Bold Claims. If startups selling alleged brain-enhancing wearables are to be believed, their brain-zapping headsets will help you rapidly learn new skills, stave off neurological disease, and become an elite athlete.
But because that’s not the case, scientists and ethicists are urging the companies to dial back their bold claims, according to Stat News — because the science, they say, simply doesn’t hold up.
Track Record. A team of neuroscientists and neuroethicists from the University of British Columbia in Vancouver looked into 41 different companies selling brain-boosting wearables directly to consumers.
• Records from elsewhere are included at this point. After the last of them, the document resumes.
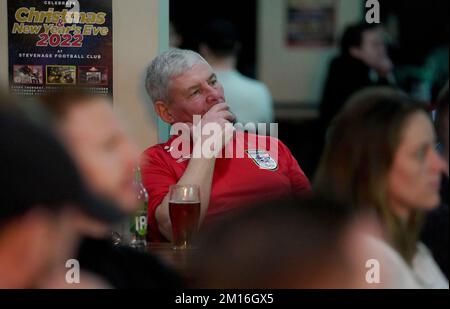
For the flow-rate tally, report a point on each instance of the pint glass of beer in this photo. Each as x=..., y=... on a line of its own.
x=184, y=210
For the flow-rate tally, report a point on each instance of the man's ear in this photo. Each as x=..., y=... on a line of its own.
x=162, y=110
x=356, y=53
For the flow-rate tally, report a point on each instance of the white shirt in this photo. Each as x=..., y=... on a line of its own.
x=249, y=100
x=397, y=274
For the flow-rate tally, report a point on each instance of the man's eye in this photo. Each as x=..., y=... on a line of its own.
x=421, y=154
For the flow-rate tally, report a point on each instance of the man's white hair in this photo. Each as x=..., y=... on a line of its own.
x=163, y=68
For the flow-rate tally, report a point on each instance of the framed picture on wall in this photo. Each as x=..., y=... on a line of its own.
x=310, y=23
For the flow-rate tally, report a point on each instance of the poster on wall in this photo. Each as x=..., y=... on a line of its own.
x=311, y=23
x=59, y=44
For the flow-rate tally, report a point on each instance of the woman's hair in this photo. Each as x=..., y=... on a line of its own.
x=359, y=154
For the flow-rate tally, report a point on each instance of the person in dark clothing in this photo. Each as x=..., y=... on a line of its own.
x=363, y=62
x=435, y=234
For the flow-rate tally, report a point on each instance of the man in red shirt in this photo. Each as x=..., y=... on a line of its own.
x=238, y=169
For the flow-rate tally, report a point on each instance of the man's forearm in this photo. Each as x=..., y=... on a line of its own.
x=199, y=172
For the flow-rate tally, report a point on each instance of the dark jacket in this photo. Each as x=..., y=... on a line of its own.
x=125, y=268
x=346, y=76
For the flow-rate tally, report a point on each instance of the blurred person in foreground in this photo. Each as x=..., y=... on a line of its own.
x=287, y=244
x=250, y=100
x=380, y=156
x=107, y=159
x=41, y=194
x=436, y=230
x=232, y=168
x=363, y=62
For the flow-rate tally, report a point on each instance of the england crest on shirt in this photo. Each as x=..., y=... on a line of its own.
x=263, y=159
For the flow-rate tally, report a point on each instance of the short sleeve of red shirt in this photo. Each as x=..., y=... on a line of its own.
x=299, y=182
x=157, y=177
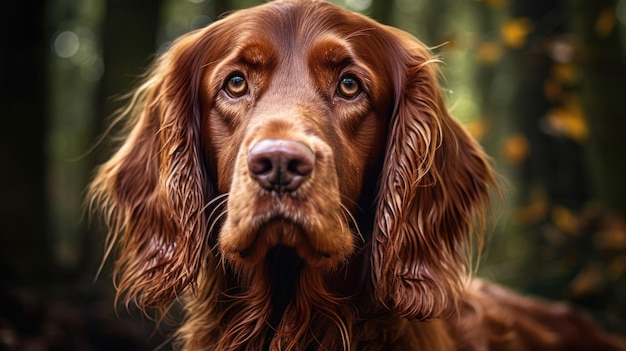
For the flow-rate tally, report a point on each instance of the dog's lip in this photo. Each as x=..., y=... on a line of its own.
x=300, y=243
The team’s findings, published last week in the journal Neuron, don’t paint the companies in a good light — only eight of them provided any evidence that their devices actually work. Another 29 merely provided information on general scientific concepts.
Savvy Marketing. “Consumers and the public deserve to have messages be as clear as possible when it comes to their brains and brain data,” UBC neurologist and neuroethicist Judy Illes told Stat.
Many of the companies identified in the investigation claim that their devices can cure medical problems and mental illnesses with transcranial direct stimulation, a kind of brain-zapping technology that has shown promise but only in very precise laboratory settings.
“They really are reaching to a population of people that may be vulnerable, such as people [who have] depression, anxiety, or attention disorders,” Illes told Stat.